もの言いたげなマティスだが、ネムと潟躍に半ば強引に連れ出され、その場はなんとか収まった。
そして、それから一ヶ月――
――その日、世界は揺れていた。
クレロワによる大々的なチャネリングは、一ヶ月経った今でも新たな風をもたらしていた。
サフィームに書かれた事実を信じ、先にある進化を肯定する者、また否定する者。
望む者、拒む者。
人々は各々の意見を持ち、ある意味では活気がある状態と言えるだろう。
ザックが今いる街、ファンクスのチャットルームも、この話題に事欠かなかった。
その騒ぎの中に身を置くザックは、周りの会話には参加せず、一つのテーブルを仕切りに眺めていた。
《 (∵) 》
謎のマーク。
それには見覚えがあった。
「…今度はなんて意味があるんですか?」
ザックは、テーブルに座る長い黒髪の静かな女性に話し掛けた。
「これは、わたくしのシンボルマークです。」
ラーソもまた、いつもと変わらぬ様子であった。
ザックはラーソの隣へ座った。もうじき用事があるため、ここを去る予定だが、その間ラーソと会話をしたかった。
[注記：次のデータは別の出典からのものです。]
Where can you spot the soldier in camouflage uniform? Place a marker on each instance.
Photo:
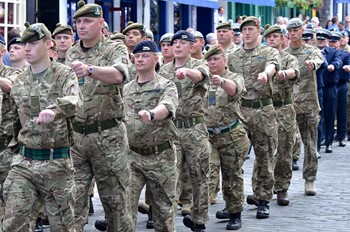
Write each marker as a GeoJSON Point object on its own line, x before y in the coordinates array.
{"type": "Point", "coordinates": [7, 76]}
{"type": "Point", "coordinates": [101, 146]}
{"type": "Point", "coordinates": [225, 37]}
{"type": "Point", "coordinates": [190, 76]}
{"type": "Point", "coordinates": [228, 138]}
{"type": "Point", "coordinates": [305, 99]}
{"type": "Point", "coordinates": [17, 53]}
{"type": "Point", "coordinates": [258, 64]}
{"type": "Point", "coordinates": [150, 105]}
{"type": "Point", "coordinates": [282, 101]}
{"type": "Point", "coordinates": [63, 35]}
{"type": "Point", "coordinates": [44, 99]}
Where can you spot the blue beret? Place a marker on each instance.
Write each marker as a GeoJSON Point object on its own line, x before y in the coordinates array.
{"type": "Point", "coordinates": [183, 35]}
{"type": "Point", "coordinates": [145, 46]}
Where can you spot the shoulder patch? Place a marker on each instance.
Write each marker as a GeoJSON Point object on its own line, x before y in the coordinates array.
{"type": "Point", "coordinates": [125, 61]}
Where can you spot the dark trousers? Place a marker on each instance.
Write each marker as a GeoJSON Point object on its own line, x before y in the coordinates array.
{"type": "Point", "coordinates": [342, 111]}
{"type": "Point", "coordinates": [330, 94]}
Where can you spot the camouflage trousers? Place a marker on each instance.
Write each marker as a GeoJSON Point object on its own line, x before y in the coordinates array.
{"type": "Point", "coordinates": [5, 166]}
{"type": "Point", "coordinates": [262, 129]}
{"type": "Point", "coordinates": [104, 156]}
{"type": "Point", "coordinates": [158, 172]}
{"type": "Point", "coordinates": [232, 148]}
{"type": "Point", "coordinates": [194, 150]}
{"type": "Point", "coordinates": [287, 127]}
{"type": "Point", "coordinates": [29, 184]}
{"type": "Point", "coordinates": [296, 150]}
{"type": "Point", "coordinates": [308, 123]}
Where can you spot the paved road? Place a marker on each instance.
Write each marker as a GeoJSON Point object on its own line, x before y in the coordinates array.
{"type": "Point", "coordinates": [329, 210]}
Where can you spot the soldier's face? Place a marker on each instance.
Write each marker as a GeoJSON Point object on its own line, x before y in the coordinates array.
{"type": "Point", "coordinates": [89, 28]}
{"type": "Point", "coordinates": [64, 42]}
{"type": "Point", "coordinates": [181, 48]}
{"type": "Point", "coordinates": [224, 36]}
{"type": "Point", "coordinates": [17, 52]}
{"type": "Point", "coordinates": [37, 51]}
{"type": "Point", "coordinates": [145, 61]}
{"type": "Point", "coordinates": [295, 34]}
{"type": "Point", "coordinates": [217, 64]}
{"type": "Point", "coordinates": [250, 34]}
{"type": "Point", "coordinates": [197, 46]}
{"type": "Point", "coordinates": [274, 40]}
{"type": "Point", "coordinates": [132, 38]}
{"type": "Point", "coordinates": [167, 49]}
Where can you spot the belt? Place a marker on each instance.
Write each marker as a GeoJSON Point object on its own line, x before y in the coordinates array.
{"type": "Point", "coordinates": [151, 150]}
{"type": "Point", "coordinates": [95, 127]}
{"type": "Point", "coordinates": [45, 154]}
{"type": "Point", "coordinates": [255, 104]}
{"type": "Point", "coordinates": [188, 122]}
{"type": "Point", "coordinates": [282, 102]}
{"type": "Point", "coordinates": [224, 129]}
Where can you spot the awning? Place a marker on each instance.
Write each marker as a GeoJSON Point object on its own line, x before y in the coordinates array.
{"type": "Point", "coordinates": [260, 2]}
{"type": "Point", "coordinates": [203, 3]}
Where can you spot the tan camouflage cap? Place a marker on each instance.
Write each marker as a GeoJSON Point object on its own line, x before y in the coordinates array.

ラーソとは、今では最も顔を合わす仲。だが、そんな間柄でも、自分達の趣味や特技のことは未だによく解らない。今日はその話題で会話が弾んだ。
事に、ラーソの特技である占術の話は盛り上がった。
初対面の時、色々聞いていたが、改めて聞く占いの話は、好奇心を刺激した。
「これは、タロットカードと言うものです。わたくしの場合、これを使えばより相手のオーラリズムを鮮明に感じられるようになりますの。」
ラーソは瞳を閉じ占術を始めた。
閉じた瞳が再び開いたのは、それから数分後のことだった。。
「ザックさん、あなたは近々思わぬ対面があることが予想されますわ。」
占術を終えたラーソは、深く息を吐き出し力を抜いた。
「ずっと以前、とても大きな、自分にとって機転となる出会いがありましたね?その時のオーラの揺れと同じ様な揺れが、近い将来のザックさんから感じられました。」
軽い気持ちで占って貰ったものから、思わぬ結果が舞い込んだ。
「当たるも八卦、当たらぬも八卦、楽しみです。」
聞いて、ラーソは首を傾げた。
ザックは「ことわざってやつです」と笑って言った。
話に花開き、気が付けば時間がだいぶ過ぎていた。
慌てた様子で礼を言うと、ザックは急いでタグを書き始めた。
タグを書き終えた時、ザックの体は光に包まれた。そして次第にその体は消えていった。
「お気を付けて。」
ラーソはそれを静かに見送った――
ファンクスから遠く離れた場所に、「ワイス」という田舎町があった。
次にザックが現れた場所は、この町のチャットルームだった。
ジョウントタグ(街から街のチャットルームへリンクするタグ)を用いたため、移動時間はまさに一瞬。疲労は全く感じないが、その分旅費に疲労が生じた。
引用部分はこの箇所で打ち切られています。